They call this the age of “big data,” but sometimes it seems an awful lot like the age of “bad data.”
According to a recent study by data scientists at IBM, one in three business leaders do not trust the data they use to make decisions. Further, the study claims that the annual cost of poor data quality is $3.1 trillion in the U.S. alone.
Poor data quality isn’t just an enterprise IT problem. It affects organizations of all shapes and sizes. By undermining fundamental decision-making processes, poor data impacts all business operations — from sales and marketing to budgeting and distribution. A big part of the problem is that we’re being inundated with data but haven’t developed the processes or organizational structure to properly verify its accuracy or value.
Research commissioned by Veritas Technologies finds that data stores are growing by as much as 65 percent annually, but a good chunk of this data is just wasting valuable time and resources. In fact, the report finds that 85 percent of all data being processed and stored is functionally useless.
The report claims 52 percent is considered “dark” data, which means its value is unknown. Another one-third is considered redundant, obsolete or trivial (ROT), which means it is known to have zero value. Another study finds that 41 percent of data hasn’t been accessed or modified for three years.

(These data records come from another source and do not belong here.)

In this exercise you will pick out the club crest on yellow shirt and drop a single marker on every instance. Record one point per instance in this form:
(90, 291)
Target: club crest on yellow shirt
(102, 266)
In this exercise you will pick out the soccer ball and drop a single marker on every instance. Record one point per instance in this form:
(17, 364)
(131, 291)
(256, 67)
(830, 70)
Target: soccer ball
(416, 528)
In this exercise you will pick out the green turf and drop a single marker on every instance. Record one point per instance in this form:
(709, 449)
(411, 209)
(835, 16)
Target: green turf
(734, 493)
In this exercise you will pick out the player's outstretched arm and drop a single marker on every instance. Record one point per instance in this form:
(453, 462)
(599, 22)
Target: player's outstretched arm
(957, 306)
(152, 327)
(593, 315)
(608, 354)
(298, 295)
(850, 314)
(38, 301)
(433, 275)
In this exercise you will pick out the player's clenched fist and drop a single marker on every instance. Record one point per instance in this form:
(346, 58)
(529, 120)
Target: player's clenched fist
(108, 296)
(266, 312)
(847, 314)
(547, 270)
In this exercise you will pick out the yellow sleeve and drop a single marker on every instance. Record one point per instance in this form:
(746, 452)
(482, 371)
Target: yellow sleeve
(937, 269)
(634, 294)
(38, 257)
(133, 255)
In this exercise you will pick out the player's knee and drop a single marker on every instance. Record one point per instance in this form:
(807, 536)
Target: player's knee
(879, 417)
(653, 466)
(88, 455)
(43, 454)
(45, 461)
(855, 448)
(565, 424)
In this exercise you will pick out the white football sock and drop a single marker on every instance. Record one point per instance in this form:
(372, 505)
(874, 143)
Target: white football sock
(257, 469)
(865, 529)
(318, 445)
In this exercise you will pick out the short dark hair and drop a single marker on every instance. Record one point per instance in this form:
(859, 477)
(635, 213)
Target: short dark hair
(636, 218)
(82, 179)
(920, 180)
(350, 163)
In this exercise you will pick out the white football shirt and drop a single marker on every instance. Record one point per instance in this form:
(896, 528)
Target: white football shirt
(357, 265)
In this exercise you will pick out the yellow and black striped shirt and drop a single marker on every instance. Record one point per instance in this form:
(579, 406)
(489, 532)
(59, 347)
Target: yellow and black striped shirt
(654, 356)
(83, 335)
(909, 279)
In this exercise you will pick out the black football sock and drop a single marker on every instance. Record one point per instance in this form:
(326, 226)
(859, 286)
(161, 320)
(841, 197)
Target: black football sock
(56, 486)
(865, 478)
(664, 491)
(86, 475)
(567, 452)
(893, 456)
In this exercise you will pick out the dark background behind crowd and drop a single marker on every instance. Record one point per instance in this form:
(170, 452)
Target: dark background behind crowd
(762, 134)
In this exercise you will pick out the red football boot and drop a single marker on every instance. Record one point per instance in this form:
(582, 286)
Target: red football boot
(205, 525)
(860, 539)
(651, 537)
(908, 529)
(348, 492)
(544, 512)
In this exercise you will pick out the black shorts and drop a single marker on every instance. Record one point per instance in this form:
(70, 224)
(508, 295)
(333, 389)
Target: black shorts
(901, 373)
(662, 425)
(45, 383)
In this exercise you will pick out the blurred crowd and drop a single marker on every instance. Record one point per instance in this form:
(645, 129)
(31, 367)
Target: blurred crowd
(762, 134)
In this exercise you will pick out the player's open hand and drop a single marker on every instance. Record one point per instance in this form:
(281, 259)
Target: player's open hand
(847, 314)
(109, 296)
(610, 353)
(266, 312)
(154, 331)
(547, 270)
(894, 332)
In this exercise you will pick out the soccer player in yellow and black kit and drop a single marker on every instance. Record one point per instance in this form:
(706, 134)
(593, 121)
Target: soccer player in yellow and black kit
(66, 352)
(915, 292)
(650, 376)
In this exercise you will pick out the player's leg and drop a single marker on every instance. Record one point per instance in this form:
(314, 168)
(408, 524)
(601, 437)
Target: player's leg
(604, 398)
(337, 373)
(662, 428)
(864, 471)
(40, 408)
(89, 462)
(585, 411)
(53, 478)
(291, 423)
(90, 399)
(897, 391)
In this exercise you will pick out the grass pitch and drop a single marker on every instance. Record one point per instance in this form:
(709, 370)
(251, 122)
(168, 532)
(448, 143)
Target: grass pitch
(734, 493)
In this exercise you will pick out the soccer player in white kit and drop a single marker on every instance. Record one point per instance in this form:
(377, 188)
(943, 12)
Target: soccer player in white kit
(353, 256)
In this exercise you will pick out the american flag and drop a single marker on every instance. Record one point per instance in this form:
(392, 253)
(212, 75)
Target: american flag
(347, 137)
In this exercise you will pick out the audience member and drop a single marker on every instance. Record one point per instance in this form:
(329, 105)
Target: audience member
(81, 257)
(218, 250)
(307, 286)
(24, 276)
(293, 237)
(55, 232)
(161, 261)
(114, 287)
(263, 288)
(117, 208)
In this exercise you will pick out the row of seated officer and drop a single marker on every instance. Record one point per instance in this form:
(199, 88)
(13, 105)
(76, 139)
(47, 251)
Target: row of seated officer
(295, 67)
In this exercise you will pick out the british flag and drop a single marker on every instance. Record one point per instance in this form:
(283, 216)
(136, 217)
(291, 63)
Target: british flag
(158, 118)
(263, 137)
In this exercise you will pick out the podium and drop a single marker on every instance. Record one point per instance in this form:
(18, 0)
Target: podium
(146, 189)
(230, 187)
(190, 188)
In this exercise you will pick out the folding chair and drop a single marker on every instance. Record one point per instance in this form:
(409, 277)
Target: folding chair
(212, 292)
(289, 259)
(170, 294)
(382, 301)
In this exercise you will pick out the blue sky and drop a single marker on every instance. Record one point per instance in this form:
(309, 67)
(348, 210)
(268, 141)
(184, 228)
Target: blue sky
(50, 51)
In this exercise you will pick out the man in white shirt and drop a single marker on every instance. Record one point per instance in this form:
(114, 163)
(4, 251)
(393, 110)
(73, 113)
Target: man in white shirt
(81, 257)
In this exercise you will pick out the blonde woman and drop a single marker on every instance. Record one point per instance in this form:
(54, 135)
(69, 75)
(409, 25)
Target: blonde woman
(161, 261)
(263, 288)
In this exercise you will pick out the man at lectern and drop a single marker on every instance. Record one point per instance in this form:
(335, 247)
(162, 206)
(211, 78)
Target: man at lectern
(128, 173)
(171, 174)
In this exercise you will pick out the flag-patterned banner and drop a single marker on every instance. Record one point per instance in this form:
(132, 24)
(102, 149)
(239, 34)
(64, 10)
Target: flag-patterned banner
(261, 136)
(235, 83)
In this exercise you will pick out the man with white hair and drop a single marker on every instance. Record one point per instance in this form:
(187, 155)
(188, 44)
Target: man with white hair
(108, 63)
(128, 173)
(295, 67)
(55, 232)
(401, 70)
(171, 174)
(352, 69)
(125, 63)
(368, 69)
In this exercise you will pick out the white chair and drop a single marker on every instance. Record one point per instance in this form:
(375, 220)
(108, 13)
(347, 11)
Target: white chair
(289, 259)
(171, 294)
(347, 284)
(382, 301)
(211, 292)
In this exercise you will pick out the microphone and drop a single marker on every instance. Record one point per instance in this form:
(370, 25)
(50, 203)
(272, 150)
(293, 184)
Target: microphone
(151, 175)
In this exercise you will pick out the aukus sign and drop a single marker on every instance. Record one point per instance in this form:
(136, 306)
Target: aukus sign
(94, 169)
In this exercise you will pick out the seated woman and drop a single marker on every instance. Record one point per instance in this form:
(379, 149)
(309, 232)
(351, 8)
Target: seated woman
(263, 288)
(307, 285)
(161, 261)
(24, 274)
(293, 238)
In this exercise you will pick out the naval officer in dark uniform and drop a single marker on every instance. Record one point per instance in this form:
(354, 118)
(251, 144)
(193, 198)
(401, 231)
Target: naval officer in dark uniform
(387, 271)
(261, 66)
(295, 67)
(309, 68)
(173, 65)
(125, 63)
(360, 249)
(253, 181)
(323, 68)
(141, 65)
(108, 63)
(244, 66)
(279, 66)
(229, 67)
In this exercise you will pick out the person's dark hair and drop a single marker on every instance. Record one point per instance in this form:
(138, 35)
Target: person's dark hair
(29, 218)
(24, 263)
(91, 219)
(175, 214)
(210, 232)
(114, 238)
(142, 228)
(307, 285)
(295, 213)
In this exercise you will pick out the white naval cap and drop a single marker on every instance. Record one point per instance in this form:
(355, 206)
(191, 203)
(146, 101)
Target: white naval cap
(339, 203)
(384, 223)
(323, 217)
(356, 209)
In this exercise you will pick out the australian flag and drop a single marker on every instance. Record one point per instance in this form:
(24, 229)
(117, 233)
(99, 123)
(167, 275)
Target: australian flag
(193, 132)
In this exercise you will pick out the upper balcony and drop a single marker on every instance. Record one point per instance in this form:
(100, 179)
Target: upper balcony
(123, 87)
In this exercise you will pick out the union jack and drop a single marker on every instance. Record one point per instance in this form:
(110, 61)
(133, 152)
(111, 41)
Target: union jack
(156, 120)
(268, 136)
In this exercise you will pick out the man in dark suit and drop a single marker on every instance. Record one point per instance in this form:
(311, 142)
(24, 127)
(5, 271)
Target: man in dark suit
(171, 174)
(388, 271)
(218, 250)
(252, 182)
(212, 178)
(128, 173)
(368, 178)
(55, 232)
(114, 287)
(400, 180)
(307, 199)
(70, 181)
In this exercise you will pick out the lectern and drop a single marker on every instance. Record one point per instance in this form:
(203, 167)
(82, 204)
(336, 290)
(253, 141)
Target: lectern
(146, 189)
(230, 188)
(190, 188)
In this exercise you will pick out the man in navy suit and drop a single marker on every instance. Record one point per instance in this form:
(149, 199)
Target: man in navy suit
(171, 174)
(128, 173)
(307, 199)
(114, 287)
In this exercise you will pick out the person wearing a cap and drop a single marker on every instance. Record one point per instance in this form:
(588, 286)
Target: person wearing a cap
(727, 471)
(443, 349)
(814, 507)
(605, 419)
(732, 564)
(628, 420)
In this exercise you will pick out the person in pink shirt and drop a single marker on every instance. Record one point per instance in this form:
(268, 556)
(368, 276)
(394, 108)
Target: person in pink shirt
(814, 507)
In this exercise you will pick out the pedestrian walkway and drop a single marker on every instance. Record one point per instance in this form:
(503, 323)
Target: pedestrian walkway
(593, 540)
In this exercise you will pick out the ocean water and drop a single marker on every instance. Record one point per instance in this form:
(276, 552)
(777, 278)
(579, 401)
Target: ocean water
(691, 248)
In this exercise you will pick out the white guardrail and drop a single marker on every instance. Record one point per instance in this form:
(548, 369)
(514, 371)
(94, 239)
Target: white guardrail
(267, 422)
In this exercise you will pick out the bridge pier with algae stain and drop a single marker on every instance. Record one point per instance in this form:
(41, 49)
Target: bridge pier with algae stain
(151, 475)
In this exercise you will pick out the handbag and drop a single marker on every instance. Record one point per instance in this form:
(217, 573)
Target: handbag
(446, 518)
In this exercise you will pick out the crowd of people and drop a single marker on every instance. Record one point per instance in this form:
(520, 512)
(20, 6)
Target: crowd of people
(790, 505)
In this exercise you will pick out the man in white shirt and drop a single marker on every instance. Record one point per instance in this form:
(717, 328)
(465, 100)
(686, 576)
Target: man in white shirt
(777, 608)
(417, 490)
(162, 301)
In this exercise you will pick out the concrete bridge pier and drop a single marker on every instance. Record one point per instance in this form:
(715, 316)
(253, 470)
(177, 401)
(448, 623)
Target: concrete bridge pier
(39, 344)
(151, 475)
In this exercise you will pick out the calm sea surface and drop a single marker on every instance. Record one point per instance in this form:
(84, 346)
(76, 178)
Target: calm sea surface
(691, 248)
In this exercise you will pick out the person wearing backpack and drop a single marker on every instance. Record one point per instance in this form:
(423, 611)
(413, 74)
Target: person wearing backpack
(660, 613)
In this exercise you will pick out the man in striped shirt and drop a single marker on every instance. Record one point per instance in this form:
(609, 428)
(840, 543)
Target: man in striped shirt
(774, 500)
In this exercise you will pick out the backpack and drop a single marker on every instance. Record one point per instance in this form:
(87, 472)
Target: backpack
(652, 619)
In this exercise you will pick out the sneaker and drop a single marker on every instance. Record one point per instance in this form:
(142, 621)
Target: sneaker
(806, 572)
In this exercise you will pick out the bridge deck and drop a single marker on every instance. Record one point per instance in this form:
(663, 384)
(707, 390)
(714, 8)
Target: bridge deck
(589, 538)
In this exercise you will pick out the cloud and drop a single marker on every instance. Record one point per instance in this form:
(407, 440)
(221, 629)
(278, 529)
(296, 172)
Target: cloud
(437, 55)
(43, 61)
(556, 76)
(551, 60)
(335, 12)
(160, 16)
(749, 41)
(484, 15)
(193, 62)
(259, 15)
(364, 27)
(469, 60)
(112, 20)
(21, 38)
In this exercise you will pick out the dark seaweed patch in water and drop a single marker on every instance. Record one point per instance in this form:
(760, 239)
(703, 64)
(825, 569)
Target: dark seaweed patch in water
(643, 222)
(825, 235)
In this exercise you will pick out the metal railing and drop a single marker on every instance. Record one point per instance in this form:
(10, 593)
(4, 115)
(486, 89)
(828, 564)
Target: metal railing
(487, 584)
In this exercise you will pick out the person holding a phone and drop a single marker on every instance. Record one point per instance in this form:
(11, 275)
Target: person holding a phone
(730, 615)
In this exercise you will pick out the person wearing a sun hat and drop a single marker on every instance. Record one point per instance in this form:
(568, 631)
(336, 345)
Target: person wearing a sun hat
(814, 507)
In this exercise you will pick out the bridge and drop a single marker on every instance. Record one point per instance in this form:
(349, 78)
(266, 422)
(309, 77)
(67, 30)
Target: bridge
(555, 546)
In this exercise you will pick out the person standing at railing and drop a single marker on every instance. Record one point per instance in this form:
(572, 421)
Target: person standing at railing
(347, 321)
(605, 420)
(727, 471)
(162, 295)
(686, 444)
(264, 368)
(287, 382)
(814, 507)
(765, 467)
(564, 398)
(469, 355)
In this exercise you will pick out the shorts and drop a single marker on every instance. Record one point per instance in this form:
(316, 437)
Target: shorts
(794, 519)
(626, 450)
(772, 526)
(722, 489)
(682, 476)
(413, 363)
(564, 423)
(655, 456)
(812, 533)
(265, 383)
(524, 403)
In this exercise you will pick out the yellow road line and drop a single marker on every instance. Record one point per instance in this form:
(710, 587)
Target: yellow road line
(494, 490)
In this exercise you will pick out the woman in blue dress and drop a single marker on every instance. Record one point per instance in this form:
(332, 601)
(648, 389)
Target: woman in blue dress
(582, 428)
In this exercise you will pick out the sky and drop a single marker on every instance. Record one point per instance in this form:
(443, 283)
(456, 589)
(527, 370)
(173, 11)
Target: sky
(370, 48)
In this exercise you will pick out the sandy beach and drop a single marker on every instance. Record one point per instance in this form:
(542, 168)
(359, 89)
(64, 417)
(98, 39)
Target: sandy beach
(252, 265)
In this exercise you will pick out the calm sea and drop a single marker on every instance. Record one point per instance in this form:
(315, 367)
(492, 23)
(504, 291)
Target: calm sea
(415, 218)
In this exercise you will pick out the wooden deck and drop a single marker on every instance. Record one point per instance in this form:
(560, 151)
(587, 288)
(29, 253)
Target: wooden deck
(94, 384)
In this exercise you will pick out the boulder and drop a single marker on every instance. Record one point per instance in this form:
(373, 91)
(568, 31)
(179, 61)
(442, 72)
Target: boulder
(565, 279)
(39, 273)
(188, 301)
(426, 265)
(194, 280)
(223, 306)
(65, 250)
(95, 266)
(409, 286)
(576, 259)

These studies illustrate the dangers of the “save everything” mentality that most organizations take with their data. They tend to hoard data even though they have no visibility into what they’re storing or the data’s value. That is an expensive strategy, considering the cost to store 1000TB of non-critical data is estimated to be more than $650,000 per year.
Storing and managing data that has questionable or no value not only wastes money and resources, but also makes it more difficult to manage data that does have value. This makes organizations less responsive, slows decision-making, and increases risks related to security, regulatory compliance and e-discovery. The problem is only getting worse with the development of mobile, cloud and big data initiatives leading to an explosion in the number of data sources.
For these reasons, it is imperative that business of all sizes develop a comprehensive data governance framework to ensure the availability, accuracy, integrity and security of their information assets. It is important to understand up front that this involves more than installing some software and watching it work.
A sound data governance program requires a framework for identifying who owns and is accountable for data assets. The program should include procedures for storing, archiving, backing up and securing data. It should also clarify who should have access to data and for what purpose, and ensure that compliance requirements are being met.
Working with a managed services provider (MSP) can prove beneficial for organizations looking to establish a data governance framework. MSPs often have expertise with data management, access controls and regulatory compliance requirements. A third-party provider also brings an objective perspective, and can help develop a strategic approach that cuts across organizational boundaries.